Two years and twenty thousand paintings later the concept has grown from an activist vehicle for one to an interactive vehicle for all that has become the most attended public engagement activity in the park – an organic growth that I could not possibly have foreseen at the outset but have had the good sense to nurture into a blossoming non-profit social concern that spans genders, ages, skill sets and over 80 countries and counting.

Charles Eames, House of Cards
But what about the structure, the physical representation of the work? Compared by many to Charles Eames' House of Cards, a set of custom playing cards with slits for joining together, I didn't pattern the structure on the Eames concept specifically, but must have had the idea buried deep in my memory, having seen it as a child and studied Eames' design concepts for years.

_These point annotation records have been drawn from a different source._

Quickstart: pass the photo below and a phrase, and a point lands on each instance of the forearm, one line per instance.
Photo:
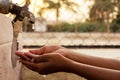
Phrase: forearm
(94, 73)
(92, 60)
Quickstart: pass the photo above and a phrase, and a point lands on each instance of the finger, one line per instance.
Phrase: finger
(21, 55)
(42, 58)
(45, 49)
(37, 51)
(28, 64)
(28, 54)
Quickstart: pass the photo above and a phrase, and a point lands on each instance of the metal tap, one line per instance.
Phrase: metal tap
(21, 12)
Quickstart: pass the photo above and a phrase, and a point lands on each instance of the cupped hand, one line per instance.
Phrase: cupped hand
(49, 63)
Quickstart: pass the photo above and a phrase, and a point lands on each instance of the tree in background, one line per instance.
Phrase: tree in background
(57, 5)
(102, 10)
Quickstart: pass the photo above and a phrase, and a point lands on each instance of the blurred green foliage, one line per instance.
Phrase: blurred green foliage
(77, 27)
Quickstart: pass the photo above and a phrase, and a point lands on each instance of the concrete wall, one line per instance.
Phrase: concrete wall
(7, 71)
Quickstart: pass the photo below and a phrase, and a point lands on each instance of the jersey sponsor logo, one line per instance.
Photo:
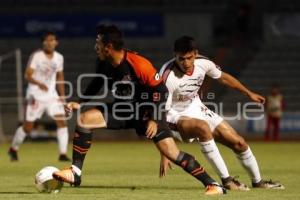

The architecture for me is a simple form-follows-function distillation of the dimensions of the park's concrete decking, divided by the dimensions in which I am able to buy the corrugated plastic. After that bit of fairly simple mathematics, the components are multiples of a basic 4" cube in which our 3"X3" paintings reside, arranged in a pyramidal composition that probably owes more to Frank Lloyd Wright's Falling Water than any particular Eames building.

iThinkOutsideMyBox℠ at night
The time-lapse image above was photographed by Alan Pollock-Morris of Northfield Editions and appears in the most recent issue of Into-Gardens. My thanks to Alan for a fun image.

Frank Lloyd Wright's Falling Water
Beginning January, 2015, iThinkOutsideMyBox™ will extend its public engagement activity to the museum space as I begin an Artist in Residence program at a museum in the city I'll name later, once we've locked down all the details. In this next incarnation, I've been asked to work with museum visitors on a daily basis, over a period of time, to create an interactive exhibit that will become part of the permanent collection on site - and the only thing I can tell you is that it will not look like the display above:)

As our exhibit on the High Line was designed specifically to integrate with the space around it, whatever we do in this new museum space will be a synthesis of the art participants create, married to the space in which it resides - creating yet another experience for others to view and interact with. 

"If you build it, they will come." Again.